Cape Fear è naturalmente il primo titolo di Scorsese che viene in mente, pensando alle sue presunte regie “su commissione”[...]. Tutto sommato, l’adattamento di «L’isola della paura» di Dennis Lehane (che non ho letto) offriva la possibilità di adombrare temi analoghi, all’interno di una storia ad alta valenza spettacolare ed emotiva. Personalmente, non credo che Lehane sia uno dei grandi della narrativa thriller-noir contemporanea, anche se dal suo «Mystic River» Clint Eastwood ha tratto un capolavoro dai toni shakespeariani, un affresco contemporaneo di agghiacciante disperazione (ma il film è molto più bello, compatto e coerente del romanzo). Come Eastwood ha trasformato un thriller in una grande tragedia sociale ed esistenziale, così ci si poteva aspettare da Scorsese, con la sua padronanza del genere, un noir nevrotico ed essenziale sulla fine della civiltà e del Mito, sulla scissione della personalità moderna, sulla paura diventata sentimento dominante dell’Occidente, sull’incapacità attuale di assumere una posizione morale, e perciò di rivendicare un’identità strutturata.
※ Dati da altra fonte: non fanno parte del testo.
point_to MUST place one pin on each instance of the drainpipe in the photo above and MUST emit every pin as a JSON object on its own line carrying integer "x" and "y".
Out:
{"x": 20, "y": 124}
Tutto questo, evidentemente, traspare dal film; ma il difetto di Shutter Island è proprio qui: più che “trasparire”, tutto il senso che dovrebbe costituire il sottotesto del thriller, a un certo punto comincia a travolgere la narrazione. La compattezza, la coerenza del genere, il piacere della fetta di torta si perdono nell’esplicita volontà dell’autore di raccontarci la sua visione del mondo. I ribaltamenti e le spiegazioni cominciano ad accavallarsi, come per chiarire che realtà e follia sono indistinguibili; le parti oniriche peccano a volte di effettismi alla Lynch (che sono perfetti per Lynch, ma che in un contesto noir di matrice classica sembrano una forzatura d’autore); la metafora rischia di sovrapporsi al plot. Il problema di Shutter Island sta proprio nel suo negarsi, in parte, al cinema di genere, nell’indulgere in visioni del mondo e della società che finiscono per renderlo farraginoso.